What about any number of other historical figures who concentrated massive wealth and land? Do we think their wealth was above or below about $57.5m in modern terms? If above, we’ve just dismissed the first statement of our Sydney Socialist friends as being irrelevant.

Let’s look at the next assertion;

In a world that’s never been richer, hundreds of millions remain trapped in poverty, facing starvation and disease, especially in the so-called “third world”.

Well, the world has indeed never been richer. This is an interesting chart from The Atlantic (a publication not known for blindly supporting free market capitalism) showing GDP per capita over the last few hundred years;

Gosh, I wonder what might have caused that huge improvement since 1800 in Western Europe and the USA? Sure, that’s about the time Marx and Engels wrote their envious little book but, in the real world, something was happening in England that was changing the level of wealth and finally breaking the Malthusian model.

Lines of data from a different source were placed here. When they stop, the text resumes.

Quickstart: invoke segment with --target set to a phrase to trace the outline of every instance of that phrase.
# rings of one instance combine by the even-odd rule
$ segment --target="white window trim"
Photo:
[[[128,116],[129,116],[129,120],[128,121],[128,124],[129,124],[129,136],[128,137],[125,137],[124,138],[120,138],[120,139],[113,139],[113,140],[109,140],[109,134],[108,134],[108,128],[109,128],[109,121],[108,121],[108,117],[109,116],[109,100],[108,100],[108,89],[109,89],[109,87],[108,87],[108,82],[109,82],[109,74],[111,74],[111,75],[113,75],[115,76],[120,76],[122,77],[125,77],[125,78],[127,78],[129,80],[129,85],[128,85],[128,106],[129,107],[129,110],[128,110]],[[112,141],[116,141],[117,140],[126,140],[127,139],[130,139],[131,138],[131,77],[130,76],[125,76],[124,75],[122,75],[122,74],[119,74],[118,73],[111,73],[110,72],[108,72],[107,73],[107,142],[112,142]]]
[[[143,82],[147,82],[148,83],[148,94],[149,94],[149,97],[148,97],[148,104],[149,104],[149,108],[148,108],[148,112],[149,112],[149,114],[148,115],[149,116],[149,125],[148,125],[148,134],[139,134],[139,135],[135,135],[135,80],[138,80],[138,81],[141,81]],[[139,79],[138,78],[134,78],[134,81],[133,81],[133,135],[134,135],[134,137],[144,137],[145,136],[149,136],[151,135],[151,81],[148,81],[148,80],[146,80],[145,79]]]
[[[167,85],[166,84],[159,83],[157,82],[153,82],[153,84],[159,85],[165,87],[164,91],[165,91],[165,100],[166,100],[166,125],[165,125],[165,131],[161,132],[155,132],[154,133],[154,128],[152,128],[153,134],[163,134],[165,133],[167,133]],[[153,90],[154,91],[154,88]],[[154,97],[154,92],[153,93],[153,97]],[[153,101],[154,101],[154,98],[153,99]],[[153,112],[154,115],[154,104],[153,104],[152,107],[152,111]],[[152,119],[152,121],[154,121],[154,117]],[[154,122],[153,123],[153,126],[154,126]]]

The statement about hundreds of millions remaining trapped in poverty is less accurate and, in fact, increasingly wrong as time proceeds. Don’t believe us? Ask the UN. The target of halving the number of people living in extreme poverty was achieved 5 years early.

Again, why do we think that happened?

The last sentence is a question, which we’ve already shown to be asked from a false position;

What has led to this obscene situation, and who is to blame?

Bill’s Opinion

The answer to the question, “Why is the third world so poor?” could be as simple as “Collectivism, i.e. Socialism”.

Perhaps the better question to ask is, “Why is the third world being lifted out of poverty so rapidly?

To which we would offer the answer, “An embracing by the general population of free markets, international trade and the individual desire for self-improvement”.

Capitalism, in other words.

Before the industrial revolution, people were living in abject poverty in hand to mouth existences. Marx and Engels could have watched the starving farm workers being buried in the ground if they had visited rural England. Instead, they went to the concentrations of populations gathered around the new factories. The conditions they saw were also terrible but, and this is the elephant in the conference room at the Sydney Socialism event, it was better than the rural alternative. That’s why the farm workers voluntarily moved to the cities in the first place.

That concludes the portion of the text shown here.